”Jangan keras dan kasar, (tapi) tegas dan santun”. Demikian arahan Presiden Joko Widodo kepada Kapolri dan Mendagri terkait penegakan protokol kesehatan, saat memberikan Pengantar Presiden pada Ratas Evaluasi PPKM Darurat di Istana Merdeka pada 16 Juli lalu. Arahan Presiden itu terkait dengan peristiwa pemukulan yang dilakukan oknum Satpol PP, yaitu MH, terhadap sepasang suami istri pemilik warung kopi, saat melakukan patroli dan sidak PPKM di Panciro, Kabupaten Gowa, Gorontalo, 14 Juli 2021.
Buntut dari peristiwa itu, MH menjalani pemeriksaan secara maraton oleh inspektorat pemda. Dari laporan hasil pemeriksaan (LHP) inspektorat, terbukti MH telah melanggar kedisiplinan ASN sehingga Bupati Gowa pun mencopot jabatannya sebagai Sekretaris Satpol PP. Selain itu, berdasarkan laporan korban kepada Polres Gowa, pihak kepolisian pun memeriksa MH dan saat ini statusnya telah dinaikkan sebagai tersangka atas pelanggaran Pasal 351 Ayat 1 KUHP tentang Penganiayaan.

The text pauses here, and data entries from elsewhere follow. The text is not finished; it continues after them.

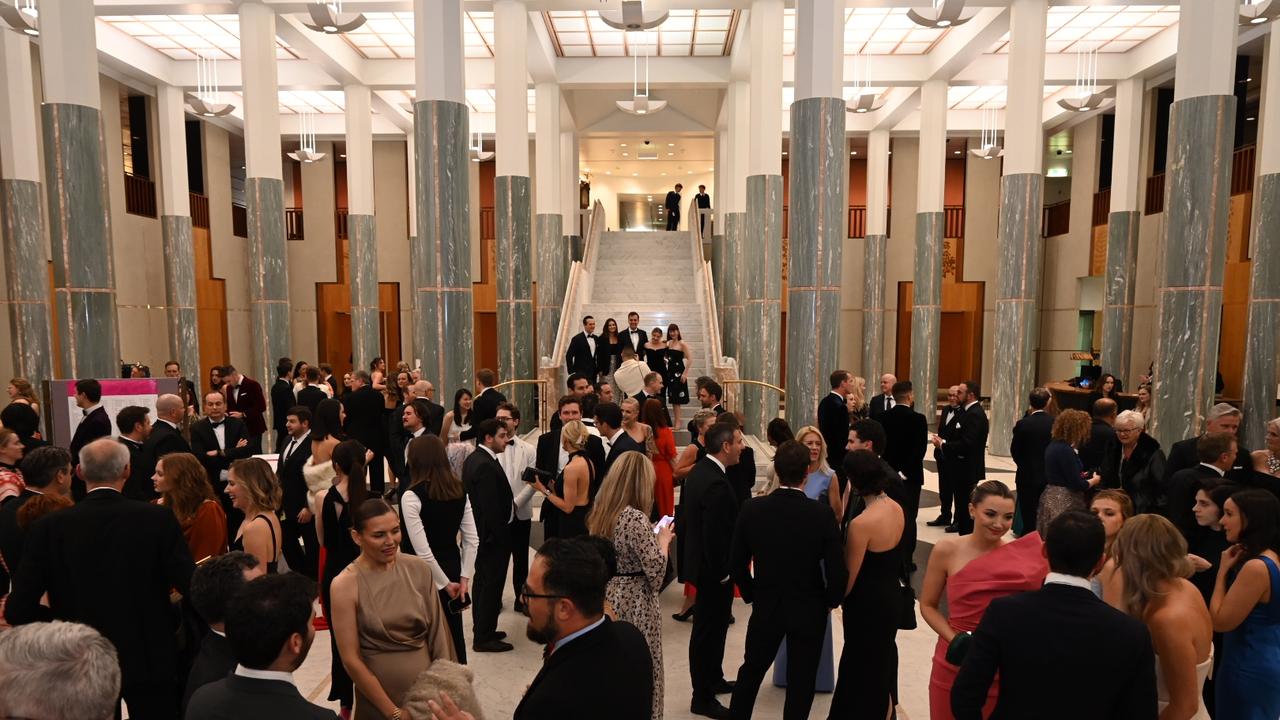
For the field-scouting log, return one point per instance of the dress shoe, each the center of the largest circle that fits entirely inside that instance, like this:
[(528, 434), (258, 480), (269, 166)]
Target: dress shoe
[(709, 709), (493, 646)]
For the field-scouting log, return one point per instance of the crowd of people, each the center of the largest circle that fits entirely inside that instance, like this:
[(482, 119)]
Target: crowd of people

Baca juga: Tegakkan Prokes, Satpol PP Harus Bekerja dengan Empati
Mengacu dari berbagai sumber, Satpol PP pertama kali dibentuk di Yogyakarta dengan nama Detasemen Polisi Penjaga Kapanewon. Selanjutnya, Jawatan Praja Daerah Istimewa Yogyakarta mengubah nama Detasemen Polisi Penjaga Kapanewon menjadi Detasemen Polisi Pamong Praja.
Pada 3 Maret 1950, Menteri Dalam Negeri mengubah nama Detasemen Polisi Pamong Praja menjadi Satuan Polisi Pamong Praja. Sejak itu, tanggal tersebut diperingati sebagai hari jadi Satpol PP. Seiring waktu, berbagai perubahan nama dan aturan dialami oleh Satpol PP. Dan, saat ini ketentuan mengenai Satpol PP termaktub dalam UU Nomor 23 Tahun 2014 tentang Pemerintahan Daerah.
Posisi Satpol PP di pemerintahan daerah
Mengacu pada Permendagri Nomor 40 tahun 2011 tentang Pedoman Organisasi dan Tata Kerja Satuan Polisi Pamong Praja, disebutkan bahwa Satpol PP merupakan bagian perangkat daerah yang mempunyai tugas menegakkan perda dan menyelenggarakan ketertiban umum dan ketenteraman masyarakat serta perlindungan masyarakat. Dan untuk melaksanakan tugas tersebut, Satpol PP dipimpin oleh seorang kepala satuan yang berkedudukan di bawah dan bertanggung jawab kepada kepala daerah melalui sekretaris daerah.
Apabila kita mengkaji ulang peraturan tersebut, dapat dikatakan bahwa keberadaan Satpol PP di satu daerah tidak memiliki hubungan struktural dengan Satpol PP di daerah lainnya. Satpol PP tidak memiliki jalur komando vertikal antara Satpol PP di tingkat kabupaten/kota dengan Satpol PP di tingkat provinsi. Hubungan kerja diantara mereka hanyalah hubungan koordinasi.
Pasal 16 menyebutkan, Satpol PP provinsi dan Satpol PP kabupaten/kota dalam melaksanakan kewenangannya wajib menerapkan prinsip koordinasi, integrasi, dan sinkronisasi secara vertikal dan horizontal. Jelas, hanya sebatas koordinasi. Posisi Satpol PP berada di bawah pimpinan sekda, dan hanya merupakan bagian dari tugas dan fungsi kerja di lingkungan pemda.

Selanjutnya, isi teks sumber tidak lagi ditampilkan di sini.